Il 16 maggio duemila persone si stringono accanto ai familiari di Melania nei funerali celebrati a Somma Vesuviana. Parolisi si inginocchia davanti alla bara, segue il feretro a piedi, sempre lontano da Gennaro, Vittoria e Michele Rea, i genitori e il fratello di Melania, che lo hanno difeso a lungo, ma da giorni hanno cominciato a dubitare di lui. Poi tre giorni dopo nuova perquisizione dei Ris in casa Parolisi a Folignano. Vengono prelevati abiti, uno zainetto tattico, un plaid da pic-nic, una chiavetta Usb e alcuni appunti di Melania. Sequestrati anche un pc fisso e uno portatile, da cui Salvatore chattava con Ludovica, con il profilo “Vecio Alpino”.
Passati due mesi dalla morte di Melania Salvatore Parolisi viene iscritto per la prima volta nel registro degli indagati. Questo perchè nelle sue versioni dei fatti sono in seguito emersi dei punti discordanti, delle cose dette che poi si sono rivelate essere non vere.
Una delle prime “menzogne” smascherate quando è apparsa la figura di Ludovica. E’ stata lei, ascoltata a lungo dai carabinieri, a rivelare non solo la storia con Salvatore, ma anche che la loro era una vera relazione sentimentale, tanto che l’amante le aveva promesso di essere pronto a lasciare la moglie per lei. Melania aveva saputo del tradimento, aveva rimproverato il marito, e contattato Ludovica per chiederle di lasciarlo stare.
Sempre a Ludovica è collegata un’altra bugia: il telefonino dedicato a lei che Parolisi aveva riferito di aver gettato per mettersi quella storia dietro le spalle. Grazie ad un testimone casuale, il 7 giugno scorso l’apparecchio è stato ritrovato nel campo sportivo di Villa Pigna, ben protetto da cellophane, nascosto fra le frasche. ”Ero lì per raccogliere una margherita per Melania” si è giustificato Parolisi, senza considerare che quel campetto tutto e’ tranne che un prato in fiore.

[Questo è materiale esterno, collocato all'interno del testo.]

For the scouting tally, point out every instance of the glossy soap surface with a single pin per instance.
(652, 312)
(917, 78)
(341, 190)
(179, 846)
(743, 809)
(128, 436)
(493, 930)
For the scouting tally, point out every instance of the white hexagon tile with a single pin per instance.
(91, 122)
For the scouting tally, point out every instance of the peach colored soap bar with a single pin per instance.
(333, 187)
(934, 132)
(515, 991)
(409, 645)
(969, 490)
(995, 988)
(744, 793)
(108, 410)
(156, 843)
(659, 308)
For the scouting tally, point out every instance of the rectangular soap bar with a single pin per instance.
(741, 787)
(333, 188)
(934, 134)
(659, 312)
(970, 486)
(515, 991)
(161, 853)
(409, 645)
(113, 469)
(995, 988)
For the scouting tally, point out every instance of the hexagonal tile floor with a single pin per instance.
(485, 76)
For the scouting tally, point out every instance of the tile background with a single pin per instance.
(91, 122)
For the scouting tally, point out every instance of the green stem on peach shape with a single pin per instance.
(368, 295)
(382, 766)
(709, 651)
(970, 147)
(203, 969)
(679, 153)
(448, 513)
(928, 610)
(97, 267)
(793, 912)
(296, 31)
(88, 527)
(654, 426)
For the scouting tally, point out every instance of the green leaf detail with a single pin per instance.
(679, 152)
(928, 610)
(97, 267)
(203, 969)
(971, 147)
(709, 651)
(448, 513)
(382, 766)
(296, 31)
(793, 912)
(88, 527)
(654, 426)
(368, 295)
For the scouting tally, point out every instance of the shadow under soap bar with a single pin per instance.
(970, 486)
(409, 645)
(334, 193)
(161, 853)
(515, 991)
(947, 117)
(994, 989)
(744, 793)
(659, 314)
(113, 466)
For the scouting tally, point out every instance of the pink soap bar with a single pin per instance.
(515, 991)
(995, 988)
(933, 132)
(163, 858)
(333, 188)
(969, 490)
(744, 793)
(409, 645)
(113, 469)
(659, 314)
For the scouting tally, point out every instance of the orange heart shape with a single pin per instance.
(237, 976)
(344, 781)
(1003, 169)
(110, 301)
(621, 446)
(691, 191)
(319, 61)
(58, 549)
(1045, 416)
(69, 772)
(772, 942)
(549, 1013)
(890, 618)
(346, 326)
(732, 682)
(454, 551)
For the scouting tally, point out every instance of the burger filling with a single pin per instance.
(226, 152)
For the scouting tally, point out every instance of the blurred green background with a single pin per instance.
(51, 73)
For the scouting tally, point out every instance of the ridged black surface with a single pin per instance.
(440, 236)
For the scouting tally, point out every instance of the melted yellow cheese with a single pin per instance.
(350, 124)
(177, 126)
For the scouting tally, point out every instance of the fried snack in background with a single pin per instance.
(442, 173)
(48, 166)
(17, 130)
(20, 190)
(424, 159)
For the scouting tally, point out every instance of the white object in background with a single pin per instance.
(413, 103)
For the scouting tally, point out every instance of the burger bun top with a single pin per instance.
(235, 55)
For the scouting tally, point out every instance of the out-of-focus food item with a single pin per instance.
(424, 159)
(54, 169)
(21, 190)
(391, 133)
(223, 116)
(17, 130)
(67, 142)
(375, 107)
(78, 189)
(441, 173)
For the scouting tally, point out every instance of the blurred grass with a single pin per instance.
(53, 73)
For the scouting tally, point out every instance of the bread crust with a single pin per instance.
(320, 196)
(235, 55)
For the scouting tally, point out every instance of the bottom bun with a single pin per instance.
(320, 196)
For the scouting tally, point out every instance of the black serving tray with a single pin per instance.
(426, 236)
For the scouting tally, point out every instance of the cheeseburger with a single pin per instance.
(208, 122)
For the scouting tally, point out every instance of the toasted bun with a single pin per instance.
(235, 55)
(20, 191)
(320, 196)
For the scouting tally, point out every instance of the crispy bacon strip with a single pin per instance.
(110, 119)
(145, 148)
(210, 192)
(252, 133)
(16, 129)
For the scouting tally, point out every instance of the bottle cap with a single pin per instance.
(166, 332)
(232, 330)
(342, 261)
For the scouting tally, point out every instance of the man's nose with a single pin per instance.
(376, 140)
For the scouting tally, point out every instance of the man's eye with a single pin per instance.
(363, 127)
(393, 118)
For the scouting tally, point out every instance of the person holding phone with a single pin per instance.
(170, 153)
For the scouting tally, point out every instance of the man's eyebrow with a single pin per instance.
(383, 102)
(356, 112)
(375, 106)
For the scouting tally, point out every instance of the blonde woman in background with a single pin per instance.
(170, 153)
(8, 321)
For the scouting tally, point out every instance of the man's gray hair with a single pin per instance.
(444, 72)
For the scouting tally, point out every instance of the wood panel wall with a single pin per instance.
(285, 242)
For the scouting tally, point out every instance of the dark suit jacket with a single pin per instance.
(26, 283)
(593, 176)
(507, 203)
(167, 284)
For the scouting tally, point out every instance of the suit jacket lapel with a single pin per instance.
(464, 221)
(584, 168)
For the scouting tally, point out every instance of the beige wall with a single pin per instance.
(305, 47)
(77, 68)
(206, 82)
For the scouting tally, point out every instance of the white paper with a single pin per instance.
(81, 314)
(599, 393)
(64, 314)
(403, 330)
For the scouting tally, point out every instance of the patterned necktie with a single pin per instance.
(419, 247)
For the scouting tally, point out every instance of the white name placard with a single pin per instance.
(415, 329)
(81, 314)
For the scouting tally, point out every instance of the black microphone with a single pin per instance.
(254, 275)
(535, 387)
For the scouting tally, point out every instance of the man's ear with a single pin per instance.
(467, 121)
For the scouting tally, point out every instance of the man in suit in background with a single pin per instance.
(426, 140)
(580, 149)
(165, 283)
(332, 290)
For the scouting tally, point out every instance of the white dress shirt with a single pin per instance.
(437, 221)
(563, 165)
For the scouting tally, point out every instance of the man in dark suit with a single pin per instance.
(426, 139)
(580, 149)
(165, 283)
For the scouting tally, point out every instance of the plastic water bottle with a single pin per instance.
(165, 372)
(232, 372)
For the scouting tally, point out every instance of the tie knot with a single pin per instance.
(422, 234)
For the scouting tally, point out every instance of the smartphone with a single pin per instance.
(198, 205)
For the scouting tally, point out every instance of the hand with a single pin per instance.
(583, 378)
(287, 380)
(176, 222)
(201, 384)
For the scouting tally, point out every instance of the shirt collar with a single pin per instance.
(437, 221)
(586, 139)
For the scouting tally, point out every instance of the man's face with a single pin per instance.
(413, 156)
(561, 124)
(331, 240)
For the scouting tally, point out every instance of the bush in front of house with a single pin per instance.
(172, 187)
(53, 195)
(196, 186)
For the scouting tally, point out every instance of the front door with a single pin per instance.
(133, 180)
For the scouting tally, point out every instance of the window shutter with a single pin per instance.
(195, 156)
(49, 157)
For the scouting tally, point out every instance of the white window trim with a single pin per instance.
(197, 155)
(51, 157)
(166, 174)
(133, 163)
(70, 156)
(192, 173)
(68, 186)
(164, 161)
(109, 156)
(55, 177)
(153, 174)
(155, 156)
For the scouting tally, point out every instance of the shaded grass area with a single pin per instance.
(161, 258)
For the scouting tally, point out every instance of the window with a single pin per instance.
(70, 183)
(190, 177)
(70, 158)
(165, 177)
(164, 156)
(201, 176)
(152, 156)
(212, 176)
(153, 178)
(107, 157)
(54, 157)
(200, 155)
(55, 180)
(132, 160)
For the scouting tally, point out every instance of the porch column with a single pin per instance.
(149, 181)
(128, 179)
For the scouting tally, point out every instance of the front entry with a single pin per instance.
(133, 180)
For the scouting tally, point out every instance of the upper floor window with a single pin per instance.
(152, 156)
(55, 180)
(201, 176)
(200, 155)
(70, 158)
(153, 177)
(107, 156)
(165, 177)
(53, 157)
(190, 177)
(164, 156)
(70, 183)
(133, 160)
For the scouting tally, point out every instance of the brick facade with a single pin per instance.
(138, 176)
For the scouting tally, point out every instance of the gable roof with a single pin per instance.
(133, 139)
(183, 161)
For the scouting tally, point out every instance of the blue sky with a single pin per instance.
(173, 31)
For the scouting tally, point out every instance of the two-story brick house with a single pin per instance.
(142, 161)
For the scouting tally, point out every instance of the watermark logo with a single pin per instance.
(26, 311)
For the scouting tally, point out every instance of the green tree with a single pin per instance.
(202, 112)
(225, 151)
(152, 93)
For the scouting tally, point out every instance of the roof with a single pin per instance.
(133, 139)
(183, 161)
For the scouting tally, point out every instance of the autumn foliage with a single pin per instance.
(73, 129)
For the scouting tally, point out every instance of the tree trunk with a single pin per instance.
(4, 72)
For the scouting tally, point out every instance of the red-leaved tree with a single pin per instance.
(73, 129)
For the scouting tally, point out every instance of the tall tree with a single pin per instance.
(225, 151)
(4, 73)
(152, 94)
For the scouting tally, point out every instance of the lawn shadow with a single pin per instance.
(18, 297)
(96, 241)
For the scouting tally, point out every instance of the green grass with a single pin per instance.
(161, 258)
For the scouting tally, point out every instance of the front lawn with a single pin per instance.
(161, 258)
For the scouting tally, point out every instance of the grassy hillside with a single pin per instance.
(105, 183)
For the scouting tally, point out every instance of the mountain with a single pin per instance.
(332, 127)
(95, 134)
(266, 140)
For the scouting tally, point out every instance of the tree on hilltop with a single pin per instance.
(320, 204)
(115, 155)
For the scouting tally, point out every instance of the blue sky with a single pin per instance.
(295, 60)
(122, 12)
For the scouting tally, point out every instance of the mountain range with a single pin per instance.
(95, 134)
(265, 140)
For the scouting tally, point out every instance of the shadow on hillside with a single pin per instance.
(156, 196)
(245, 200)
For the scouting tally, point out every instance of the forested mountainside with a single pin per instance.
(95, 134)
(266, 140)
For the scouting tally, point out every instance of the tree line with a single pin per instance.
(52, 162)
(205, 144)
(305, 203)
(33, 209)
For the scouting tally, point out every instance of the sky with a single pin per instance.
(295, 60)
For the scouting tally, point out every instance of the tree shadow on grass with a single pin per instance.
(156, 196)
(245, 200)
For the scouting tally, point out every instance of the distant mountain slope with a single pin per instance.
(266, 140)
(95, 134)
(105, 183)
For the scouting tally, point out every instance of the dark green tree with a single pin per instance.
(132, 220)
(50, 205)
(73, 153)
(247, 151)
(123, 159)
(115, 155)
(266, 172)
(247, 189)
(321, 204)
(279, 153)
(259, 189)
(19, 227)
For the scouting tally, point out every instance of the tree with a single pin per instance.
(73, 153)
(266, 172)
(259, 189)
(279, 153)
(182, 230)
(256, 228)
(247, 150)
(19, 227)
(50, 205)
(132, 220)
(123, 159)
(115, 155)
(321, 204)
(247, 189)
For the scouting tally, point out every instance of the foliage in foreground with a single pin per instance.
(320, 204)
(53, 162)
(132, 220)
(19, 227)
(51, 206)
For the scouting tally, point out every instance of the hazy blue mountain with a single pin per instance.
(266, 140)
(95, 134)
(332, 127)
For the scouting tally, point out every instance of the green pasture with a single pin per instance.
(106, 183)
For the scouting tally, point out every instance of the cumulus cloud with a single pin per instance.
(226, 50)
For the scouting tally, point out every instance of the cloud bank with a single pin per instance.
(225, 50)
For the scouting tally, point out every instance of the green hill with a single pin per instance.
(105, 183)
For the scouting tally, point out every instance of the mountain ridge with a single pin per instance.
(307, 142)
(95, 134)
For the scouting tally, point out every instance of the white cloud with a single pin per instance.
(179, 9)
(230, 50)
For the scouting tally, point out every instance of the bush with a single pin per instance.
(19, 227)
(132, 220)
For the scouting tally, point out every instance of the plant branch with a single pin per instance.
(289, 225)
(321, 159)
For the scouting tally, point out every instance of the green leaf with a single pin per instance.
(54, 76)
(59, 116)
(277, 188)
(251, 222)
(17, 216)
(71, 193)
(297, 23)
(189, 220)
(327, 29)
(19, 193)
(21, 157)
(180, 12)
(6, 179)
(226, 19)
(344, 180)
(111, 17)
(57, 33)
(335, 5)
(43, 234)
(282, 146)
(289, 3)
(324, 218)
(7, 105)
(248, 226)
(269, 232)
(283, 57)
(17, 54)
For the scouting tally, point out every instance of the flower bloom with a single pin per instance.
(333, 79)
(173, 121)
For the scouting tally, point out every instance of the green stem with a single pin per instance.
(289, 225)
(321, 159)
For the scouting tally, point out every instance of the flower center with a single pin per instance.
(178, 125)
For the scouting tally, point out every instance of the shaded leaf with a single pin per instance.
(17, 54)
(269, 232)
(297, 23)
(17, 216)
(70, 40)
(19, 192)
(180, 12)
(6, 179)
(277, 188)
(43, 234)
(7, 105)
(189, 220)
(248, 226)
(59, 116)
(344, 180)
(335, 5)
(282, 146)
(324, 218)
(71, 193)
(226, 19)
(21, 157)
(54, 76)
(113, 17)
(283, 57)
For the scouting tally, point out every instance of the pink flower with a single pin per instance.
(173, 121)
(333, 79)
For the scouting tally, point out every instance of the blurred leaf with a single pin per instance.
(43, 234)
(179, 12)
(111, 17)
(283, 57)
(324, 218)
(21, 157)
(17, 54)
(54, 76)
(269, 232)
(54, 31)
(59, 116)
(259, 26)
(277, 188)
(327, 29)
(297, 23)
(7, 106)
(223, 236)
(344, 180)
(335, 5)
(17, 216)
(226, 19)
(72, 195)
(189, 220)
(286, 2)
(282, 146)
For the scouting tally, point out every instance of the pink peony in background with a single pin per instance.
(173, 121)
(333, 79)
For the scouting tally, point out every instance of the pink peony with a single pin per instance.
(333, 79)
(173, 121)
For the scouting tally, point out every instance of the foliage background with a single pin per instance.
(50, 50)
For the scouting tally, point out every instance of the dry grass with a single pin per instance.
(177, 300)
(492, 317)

Un’altra “bugia”. Parolisi sostenne di aver visto sul telefonino dell’agente di polizia penitenziaria Raffaele Paciolla le foto del luogo in cui il cadavere di Melania venne ritrovato a Ripe di Civitella. Ma Paciolla, amico e vicino di casa della famiglia Parolisi a Folignano, quelle foto non le ha mai scattate.
Una lunga serie di mancate verità tanto che anche la famiglia Rea ha progressivamente preso le distanze dal padre della piccola Vittoria: non crede più alle parole di quel ragazzo che un tempo aveva accolto come un figlio.